The book is a lengthy 617 pages, with 739 illustrations, a great number of which are in full color. Freidman is an architectural historian and art curator who has dedicated his career to a detailed study of archival material, both drawings and written documents that explain the conditions and methods of English church building. He has divided the book into four parts, each with a distinct theme: churchgoing, church building, the medieval traditions, and the classical traditions. These topics aptly suggest that the book is not just about architecture, but about the whole social and economic context of religious architecture.

This is especially evident in Part I, which includes topics such as accommodating the congregation, the vicar’s life, fund-raising, and the range of activities connected with church-going–from cradle to grave–worship, musical concerts, weddings, baptisms, catechisms, and funerals. The distinctions between British churches and those on the continent are also explained. Since most churches of the seventeenth century had been built for Anglican congregations, they were therefore characterized by a repudiation of the doctrine of the Catholic Church, notably transubstantiation and devotion to the Virgin and saints. Most notably they allowed for involvement in the communion service, requiring, for instance, the removal of pre-Reformation chancel screens and bringing the pulpit and reading desks into the nave. The emphasis was now on preaching and receiving the Word rather than the reception of the sacraments.

By 1800 London had 315 churches, 103 parish churches and over 100 chapels. There were also country house chapels, which were either within a main house or an independent building within estate grounds. During the course of the eighteenth century there appeared a number of new religious building types, including nonconformist chapels, characterized by architectural modesty together and an absence of steeples, marking a strong contrast to the Baroque tradition. They were practical and carried the expediency of anonymity, built mostly by Presbyterians, Methodists, Baptists, or Quakers.

 

 

Saint Paul, Depford, London by Thomas Archer, 1712. Photo: Steve Cadman

Part IV of the book would be of most interest to those concerned with Classical architecture. During the period 1700 to 1730, most churches were designed in the Classical style, though as the author points out, there was anything but stylistic hegemony as traditionally portrayed in architectural histories. Instead they ranged from full-blown Continental Baroque and English modifications of the Baroque as practiced by Wren, James Gibbs, Thomas Archer, and Nicholas Hawksmoor, to essays in Early Christian architecture and a resurrection of antique temple forms.
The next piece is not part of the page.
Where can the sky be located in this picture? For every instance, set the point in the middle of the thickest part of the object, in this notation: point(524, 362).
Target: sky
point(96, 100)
By the 1730s, Palladian patterns were embraced, influenced by the publication of several English editions of I quattro libri d’architettura, plus a renewed interest in the work of Inigo Jones. Even during this time there was a core group of architects who practiced in the Medieval and Gothic Revival traditions.

At the end of the century there was a change from an emphasis on the Baroque or Palladian to a reinvention of the antique in a succession of radical experiments. Friedman suggests that the Church of Sainte-Genevieve (the Pantheon) in Paris, with its exclusive use of colossal Corinthian columns, was the most important influence on British architecture in the second half of the eighteenth century. Neoclassicism differed from the preceding Palladian Classicism in terms of grandeur and the more prominent use of columns. This shift in attitude to embrace classical antiquity was further supported by the founding of the Society of Dilettanti, which sponsored the Greek excursions of James Gibbs and Nicholas and Revett in the 1750s and produced the first detailed drawings of Greek antiquities. Others followed in their study of classical architecture, including George Dance, Robert Adam, William Chambers, and James Paine, all of whom made significant contributions to British church architecture. The author relies heavily on extensive quotes from diaries, books, journals, articles, and correspondence, some of which could be edited out or paraphrased to make the book more readable. It is, however, an encyclopedic work that immeasurably enriches our understanding of eighteenth-century British architecture.